The science that went into developing these microsensors is impressive, reaching across many disciplines.
The sensors themselves consist of tiny tubes called capillaries that are coated on the inside with a thin layer of fluorescent quantum dots. Fluid is pumped into the channel, and then blue light is used to illuminate the capillary. The wavelengths of the red light emitted by the quantum dots can be measured to reveal the chemical nature of the fluid inside.
Quantum dots were first discovered in the 1980s. "The research really took off in the 1990s with the chemists' discovery of techniques to make highly uniform cadmium selenide quantum dots with excellent size control, good crystal structure, and fine control of the surface chemistry of the dots," says Meldrum.

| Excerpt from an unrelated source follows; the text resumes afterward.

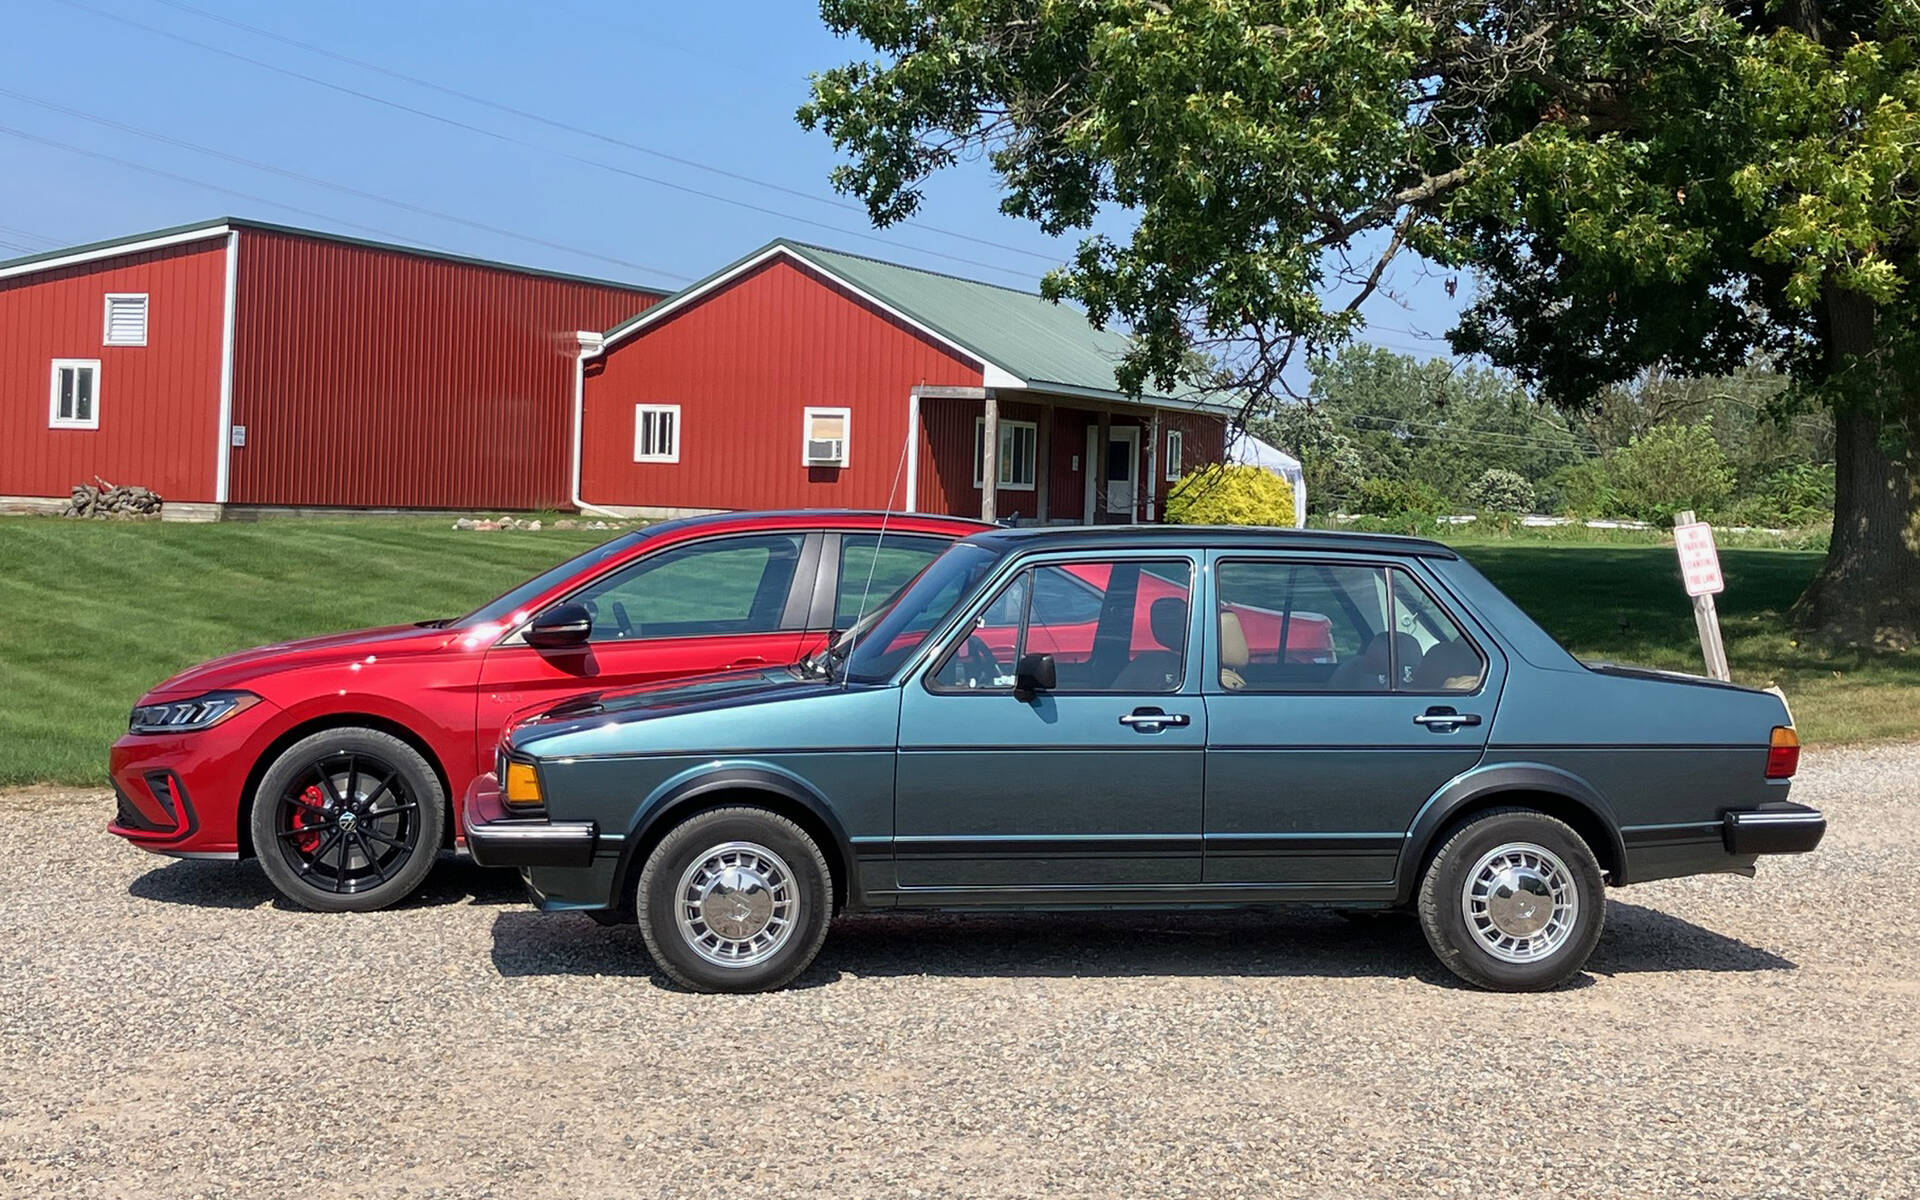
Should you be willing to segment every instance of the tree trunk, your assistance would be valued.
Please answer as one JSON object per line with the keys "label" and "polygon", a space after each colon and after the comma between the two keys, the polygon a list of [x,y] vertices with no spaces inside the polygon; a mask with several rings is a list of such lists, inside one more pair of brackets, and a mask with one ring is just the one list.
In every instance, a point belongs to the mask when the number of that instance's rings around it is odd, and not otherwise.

The quantum dots used in Meldrum's sensors are special in that they emit light, or fluoresce, when illuminated with a laser or LED. The emitted light reflects internally inside the capillary, creating resonances called "whispering gallery modes". These resonances are an interference phenomenon that occurs when the emitted light propagates around the circular cross section of the quantum-dot layer, persisting long enough to develop strong interference patterns.
When this light is analyzed, one observes a spectrum with many sharp peaks corresponding to the resonance wavelengths. Small but clearly observable shifts in these peaks are induced by chemical changes in the environment. The sensors can be designed to respond to specific chemical interactions, and fluids may then be analyzed and identified.
These microfluidic sensors are so versatile that virtually any fluid pumped into the channel may be analyzed. The trick, Meldrum says, is that "to make the sensor specific for a desired analyte (e.g., a protein, a vitamin, a disease marker, etc.) you have to chemically treat the surface of the capillary channel to react specifically with that analyte."
Meldrum's group is working with the Veinot Research group in the Department of Chemistry to develop sensors for vitamin detection, disease biomarkers, and for a new class of "biolasing sensors". Other targets include explosives (for security applications) and environmental pollutants.
"Biosensors are probably the biggest application in mind," Meldrum says, "but there are others -- hydrocarbons in groundwater for example -- really anything you can pump into the channel as long as you can get a reaction on the surface that identifies the target analyte."